EYESHENZHEN  /   Opinion

Pelosi playing the Taiwan card with fire

Writer: Lin Min  |  Editor: Zhang Chanwen  |  From: Shenzhen Daily  |  Updated: 2022-08-01

The 2016 documentary “The Coming War on China” by investigative journalist and filmmaker John Pilger shows that the United States has been encircling China with a “noose” of military bases since the Korean War.

When the United States decided that China was a threat to its imperial dominance, as the documentary points out, two-thirds of U.S. naval forces were transferred to Asia and the Pacific, after then U.S. President Barack Obama announced the “pivot to Asia” in 2011. About 400 American bases surround China with ships, missiles and troops, in an arc that extends from Australia north through the Pacific to Japan, the Korea Peninsula and across Eurasia to Afghanistan and India, according to the film.

At the end of the documentary, Pilger says: “The new president, Donald Trump, has a problem with China. The urgent question now is: Will Trump continue with the provocations revealed in this film and take us all to the edge of war?”

Now we all know that Trump did continue and even escalate provocations against China throughout his term as U.S. president. Tensions between the two countries have continued even after Joe Biden replaced Trump as U.S. president.

The worst provocation came this year when House Speaker Nancy Pelosi announced her plan to visit Taiwan, an integral part of China’s territory. Pelosi has been airing the possibility of visiting Taiwan during a tour to Asia in August, after her original plan to visit the island in April was scrapped by her COVID infection.

In a move that escalated the tensions between the two countries, the Pentagon has sent an aircraft carrier to the South China Sea ahead of Pelosi’s possible visit to Taiwan. The Associated Press also reported that the Pentagon would increase the movement of American forces and assets in the region should she go. This would include using fighter jets, ships and other assets to offer protection.

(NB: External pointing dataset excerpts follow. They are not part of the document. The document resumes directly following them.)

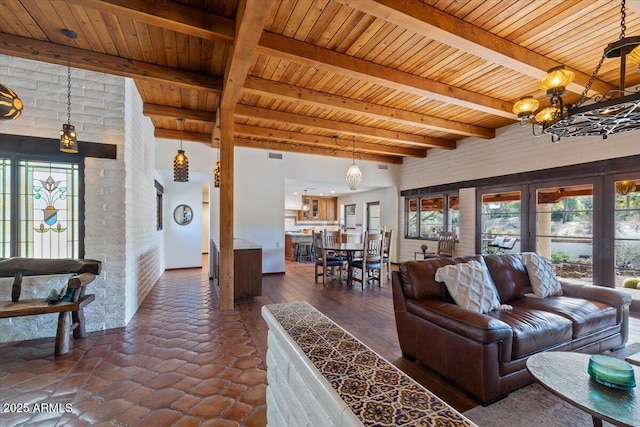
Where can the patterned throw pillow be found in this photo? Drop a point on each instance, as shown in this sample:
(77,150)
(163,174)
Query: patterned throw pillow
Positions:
(541,275)
(469,286)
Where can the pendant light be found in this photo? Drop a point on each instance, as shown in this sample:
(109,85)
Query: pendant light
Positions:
(10,104)
(354,176)
(181,162)
(68,138)
(216,137)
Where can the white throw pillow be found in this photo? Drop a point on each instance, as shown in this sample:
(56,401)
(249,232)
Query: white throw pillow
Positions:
(470,286)
(541,275)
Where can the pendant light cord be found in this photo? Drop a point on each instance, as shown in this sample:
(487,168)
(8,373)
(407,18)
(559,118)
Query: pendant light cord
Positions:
(69,82)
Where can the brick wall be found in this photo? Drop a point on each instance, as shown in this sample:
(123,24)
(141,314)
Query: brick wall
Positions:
(513,150)
(98,112)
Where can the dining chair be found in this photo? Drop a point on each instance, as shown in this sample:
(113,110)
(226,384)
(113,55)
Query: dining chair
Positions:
(386,250)
(446,245)
(371,260)
(324,261)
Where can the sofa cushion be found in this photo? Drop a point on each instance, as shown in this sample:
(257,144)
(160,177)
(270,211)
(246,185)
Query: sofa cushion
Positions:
(534,330)
(541,275)
(470,286)
(509,276)
(587,316)
(418,279)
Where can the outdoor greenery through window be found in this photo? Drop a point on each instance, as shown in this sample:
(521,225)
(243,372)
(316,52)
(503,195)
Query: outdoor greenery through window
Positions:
(627,235)
(426,217)
(40,206)
(500,219)
(564,229)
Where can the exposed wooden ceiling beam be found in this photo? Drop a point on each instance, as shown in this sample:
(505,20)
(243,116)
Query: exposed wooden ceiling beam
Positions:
(57,54)
(278,90)
(310,149)
(258,113)
(444,28)
(249,27)
(314,56)
(326,141)
(198,116)
(185,136)
(170,15)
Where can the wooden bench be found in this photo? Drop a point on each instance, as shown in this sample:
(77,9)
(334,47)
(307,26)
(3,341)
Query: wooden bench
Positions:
(71,314)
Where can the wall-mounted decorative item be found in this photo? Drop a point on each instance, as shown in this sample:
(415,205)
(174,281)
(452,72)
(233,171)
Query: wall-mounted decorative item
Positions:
(10,104)
(68,137)
(183,214)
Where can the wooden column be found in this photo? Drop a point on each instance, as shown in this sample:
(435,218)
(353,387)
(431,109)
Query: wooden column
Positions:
(226,278)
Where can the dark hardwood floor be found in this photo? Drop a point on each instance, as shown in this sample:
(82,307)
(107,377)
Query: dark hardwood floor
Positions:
(367,314)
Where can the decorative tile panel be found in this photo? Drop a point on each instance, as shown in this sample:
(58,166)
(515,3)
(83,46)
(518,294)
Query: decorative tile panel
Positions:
(377,393)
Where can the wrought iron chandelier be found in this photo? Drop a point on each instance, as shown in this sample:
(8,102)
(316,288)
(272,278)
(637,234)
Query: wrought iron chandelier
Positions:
(603,114)
(181,162)
(68,137)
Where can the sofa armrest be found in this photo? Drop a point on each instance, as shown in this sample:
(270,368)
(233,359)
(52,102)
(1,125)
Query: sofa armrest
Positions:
(477,327)
(613,297)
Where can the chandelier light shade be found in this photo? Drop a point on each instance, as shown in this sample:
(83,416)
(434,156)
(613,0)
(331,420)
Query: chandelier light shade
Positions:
(602,114)
(10,104)
(181,162)
(625,187)
(68,137)
(526,107)
(556,81)
(354,176)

China has repeatedly said a Pelosi visit to Taiwan would cross a red line and vowed to take firm and strong measures to safeguard sovereignty and territorial integrity if the United States insists on going ahead with the visit. The Chinese Ministry of Defense also sent out a strong message, saying it will not sit back if Pelosi visits Taiwan, and will take strong measures to defeat foreign interference and “Taiwan independence” separatist acts.

President Xi Jinping made China’s stance unmistakable when he had a marathon phone call with Biden at the request of the latter Thursday evening. Although covering a wide range of topics, the two-hour-and-17-minute call centered on Taiwan, according to a Xinhua report and U.S. media reports. Xi made it clear that should Pelosi visit Taiwan, the U.S. side can expect severe consequences. “Those who play with fire will perish by it,” he told Biden.

Some U.S. officials apparently failed to fully grasp the magnitude of Xi’s warning. CNN reported that a senior U.S. administration official suggested that it was standard for the Chinese leader to warn about the risks of “playing with fire.” Such a lax interpretation is a big mistake.

A trip by Pelosi would be more of a violation of China’s sovereignty over Taiwan than previous visits to the island by U.S. officials and politicians because the House speaker is second only to the vice president in the U.S. presidential line of succession. Pelosi would be the first U.S. House speaker to visit the island since Newt Gingrich in 1997.

Despite the precedent set by Gingrich, U.S. politicians should be fully aware that China is a vastly different country from 25 years ago.

Biden had publicly said that the U.S. military thought it would be a bad time for Pelosi to go. During the phone call with Xi, Biden reiterated that the one-China policy of the United States has not changed and will not change, and that the United States does not support “Taiwan independence.”

However, what the U.S. says does not match what it is doing.

When Biden was visiting Japan in May, he said when answering a question from a reporter that the U.S. would intervene militarily to defend Taiwan if the island was attacked. This was the third time since he became president that he has said the U.S. would come to the defense of Taiwan militarily. Each time he made such remarks, White House officials minutes later had to walk back his words and scramble to clarify that the U.S. policy on Taiwan remained unchanged. All these show that, preoccupied with the desire to curb China’s ascent and trying to win over more voters in the midterm elections in November, U.S. politicians are frantically playing the Taiwan card.

However, the Taiwan question is the most sensitive of China’s core interests. Pelosi’s trip to Taiwan, if it takes place, will deal a severe blow to Sino-U.S. ties, elicit a very strong response from Beijing and destabilize the Asia-Pacific region.

Xi invoked “the firm will of the more than 1.4 billion Chinese people” when warning the U.S. side not to play with fire. For the Chinese people, Pelosi is a hypocritical politician who eulogized the 2019 violence in Hong Kong as “a beautiful sight to behold” but condemned the Jan. 6, 2021 U.S. Capitol riot as an insurrection.

For decades, Pelosi has built up her political career by displaying belligerence against China to woo voters, but she will burn her fingers this time if she plays the Taiwan card a bit too much.